I formed an especially satisfying bond with the cosy space of the Science Centre’s nutrition physiology lab, where I literally spent four years of my academic life. I performed every single stage of my PhD research in that nutrition lab. Owing to the commendably coordinated availability of my research tools, I was able to do all the tests in one place.
What were your lecturers like? And how have you found becoming a lecturer yourself?
I see my lecturers as vastly knowledgeable, inspirationally experienced, exemplary, supportive and remarkably welcoming. Without their pearls of wisdom, I would not have accomplished my goals.
The invaluable experience of creating a meaningful learning environment for undergraduate and postgraduate students has been one of my most precious achievements. I find it so pleasing when students think of me as a reliable companion who shows them how to do, not what to do. When students are empowered, they perform fantastically.
Were you in any clubs or societies at the Uni?
During my MSc, I was elected as the student academic representative (StAR), and as a member of London Met’s student council and postgraduate committee in 2014. From 2014 to 2016, I was also president of the Persian Met society. Persian Met ran a weekly radio show at Verve radio and organised several events both internally and externally.
Have you stayed in touch with friends or lecturers?
I am closely connected with my supervisors, colleagues and friends and continue to enjoy their advice, thoughts, suggestions and views.
Did anything surprise you about your course or London Met?
I was mostly surprised by the complexity of the obesity epidemic and the magnitude of its impact on global health and economy. It was a whole new topic for me. The variety of factors contributing to the development and progression of excessive adiposity was just unbelievable. The novelty of this subject gave me strong impetus and a firm reason to pursue study and research in such a steadfastly growing, multifaceted field of science.
If you could choose one word to describe your experience here, what would it be?
How would you describe the research culture at London Met?
Diverse, inclusive and forward-looking.
What’s next for your career?
I intend to expand my research interests to larger-scale clinical studies on the role of body composition phenotyping and metabolic homeostasis in improving the outcomes of patients with sarcopenia and/or adiposity-based chronic diseases.

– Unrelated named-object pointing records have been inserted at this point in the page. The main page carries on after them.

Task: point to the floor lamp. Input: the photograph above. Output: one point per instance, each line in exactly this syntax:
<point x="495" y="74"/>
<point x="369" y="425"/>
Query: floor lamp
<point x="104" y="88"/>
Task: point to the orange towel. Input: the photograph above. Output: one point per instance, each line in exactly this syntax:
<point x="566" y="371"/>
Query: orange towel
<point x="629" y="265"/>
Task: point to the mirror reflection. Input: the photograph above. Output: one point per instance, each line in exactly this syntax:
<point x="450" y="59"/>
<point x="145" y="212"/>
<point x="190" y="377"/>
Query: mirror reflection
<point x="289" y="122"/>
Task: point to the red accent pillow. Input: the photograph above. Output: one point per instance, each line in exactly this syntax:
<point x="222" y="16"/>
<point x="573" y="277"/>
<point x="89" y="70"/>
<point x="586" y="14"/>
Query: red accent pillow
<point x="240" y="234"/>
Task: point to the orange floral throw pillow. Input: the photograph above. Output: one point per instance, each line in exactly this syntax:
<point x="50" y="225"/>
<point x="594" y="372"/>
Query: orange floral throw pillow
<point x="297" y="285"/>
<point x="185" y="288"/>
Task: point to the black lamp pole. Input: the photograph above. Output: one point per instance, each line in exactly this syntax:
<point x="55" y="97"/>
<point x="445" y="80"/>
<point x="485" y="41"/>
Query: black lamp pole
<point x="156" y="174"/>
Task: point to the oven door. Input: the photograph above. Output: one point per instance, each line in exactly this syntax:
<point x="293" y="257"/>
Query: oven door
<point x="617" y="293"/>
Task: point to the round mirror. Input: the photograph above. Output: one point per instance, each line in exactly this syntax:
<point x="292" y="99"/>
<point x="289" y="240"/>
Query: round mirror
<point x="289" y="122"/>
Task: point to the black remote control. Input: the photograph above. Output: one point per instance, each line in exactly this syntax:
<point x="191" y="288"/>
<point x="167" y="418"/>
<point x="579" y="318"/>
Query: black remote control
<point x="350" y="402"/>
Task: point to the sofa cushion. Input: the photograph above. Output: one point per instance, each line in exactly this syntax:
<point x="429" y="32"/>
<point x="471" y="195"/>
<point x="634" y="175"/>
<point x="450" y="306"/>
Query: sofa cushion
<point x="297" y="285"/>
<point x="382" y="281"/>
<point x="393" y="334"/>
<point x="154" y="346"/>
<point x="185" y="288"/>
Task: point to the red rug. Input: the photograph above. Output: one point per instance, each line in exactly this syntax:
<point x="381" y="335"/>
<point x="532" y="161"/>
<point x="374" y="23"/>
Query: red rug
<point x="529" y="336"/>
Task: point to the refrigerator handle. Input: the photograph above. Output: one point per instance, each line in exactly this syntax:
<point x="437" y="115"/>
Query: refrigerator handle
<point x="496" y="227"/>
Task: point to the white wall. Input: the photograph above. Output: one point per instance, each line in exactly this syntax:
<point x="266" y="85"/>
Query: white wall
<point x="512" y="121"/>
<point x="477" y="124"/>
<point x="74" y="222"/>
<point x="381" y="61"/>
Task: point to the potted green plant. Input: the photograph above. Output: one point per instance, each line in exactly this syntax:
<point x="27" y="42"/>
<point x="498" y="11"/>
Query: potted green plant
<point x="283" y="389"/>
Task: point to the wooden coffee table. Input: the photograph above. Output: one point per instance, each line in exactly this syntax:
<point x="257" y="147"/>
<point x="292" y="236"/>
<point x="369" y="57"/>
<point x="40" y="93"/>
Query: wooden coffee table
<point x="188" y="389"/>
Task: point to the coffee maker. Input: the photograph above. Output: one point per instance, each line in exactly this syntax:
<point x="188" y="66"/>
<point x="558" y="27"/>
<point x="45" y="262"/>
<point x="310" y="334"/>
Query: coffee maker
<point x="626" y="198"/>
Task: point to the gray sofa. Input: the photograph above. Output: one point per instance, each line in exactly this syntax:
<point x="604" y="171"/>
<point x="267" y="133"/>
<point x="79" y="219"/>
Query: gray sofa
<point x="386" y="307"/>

My time at London Met has equipped me with the necessary research and management skills to undertake more effective high-quality research projects with measurable implications for healthcare services, including the NHS.
Any tips for students thinking about this subject here?

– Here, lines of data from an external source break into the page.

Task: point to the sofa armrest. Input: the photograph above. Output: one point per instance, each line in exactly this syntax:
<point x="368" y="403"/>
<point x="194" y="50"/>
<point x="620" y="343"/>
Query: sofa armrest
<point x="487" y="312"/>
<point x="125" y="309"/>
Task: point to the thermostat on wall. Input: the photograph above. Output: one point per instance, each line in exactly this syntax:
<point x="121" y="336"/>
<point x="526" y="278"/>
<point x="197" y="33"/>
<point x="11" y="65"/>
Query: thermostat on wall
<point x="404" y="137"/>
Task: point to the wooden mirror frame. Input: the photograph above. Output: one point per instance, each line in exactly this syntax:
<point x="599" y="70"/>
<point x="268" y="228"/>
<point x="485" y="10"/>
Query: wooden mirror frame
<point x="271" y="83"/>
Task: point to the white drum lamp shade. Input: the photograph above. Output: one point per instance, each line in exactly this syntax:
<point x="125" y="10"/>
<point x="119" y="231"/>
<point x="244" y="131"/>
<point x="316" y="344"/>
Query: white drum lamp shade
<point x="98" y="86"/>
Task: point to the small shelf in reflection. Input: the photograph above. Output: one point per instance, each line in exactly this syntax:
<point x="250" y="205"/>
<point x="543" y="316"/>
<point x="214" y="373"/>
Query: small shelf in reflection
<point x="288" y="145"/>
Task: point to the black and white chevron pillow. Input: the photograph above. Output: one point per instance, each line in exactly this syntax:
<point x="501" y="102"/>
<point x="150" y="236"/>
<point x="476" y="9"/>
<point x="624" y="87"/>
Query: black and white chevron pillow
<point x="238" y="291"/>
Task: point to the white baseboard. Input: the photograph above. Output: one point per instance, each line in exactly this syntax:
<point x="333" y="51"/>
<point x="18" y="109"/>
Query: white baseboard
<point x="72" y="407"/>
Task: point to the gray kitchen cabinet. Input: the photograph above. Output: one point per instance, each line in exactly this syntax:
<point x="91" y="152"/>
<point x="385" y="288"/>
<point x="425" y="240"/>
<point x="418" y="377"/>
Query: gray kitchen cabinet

You just need to decide which subject would be the right choice for you. Make your choice knowingly based on what you expect to achieve and what you are ready to miss.
Nutrition, dietetics and public health are popular and rapidly expanding areas in the unpredictably changing world we live in. So there will be plenty of opportunities for motivated graduates to make a difference in the quantity and quality of people’s lives.
Is there anything else you’d like to tell us about your time at London Met that isn’t covered above?
I would like to express my deepest gratitude to my exceptionally insightful supervisors, Professor McCarthy and Dr Bhakta, as well as my brilliant colleagues in the school of human sciences and the extended London Met family who helped me inscribe a worthwhile story in the fourth chapter of my book of life.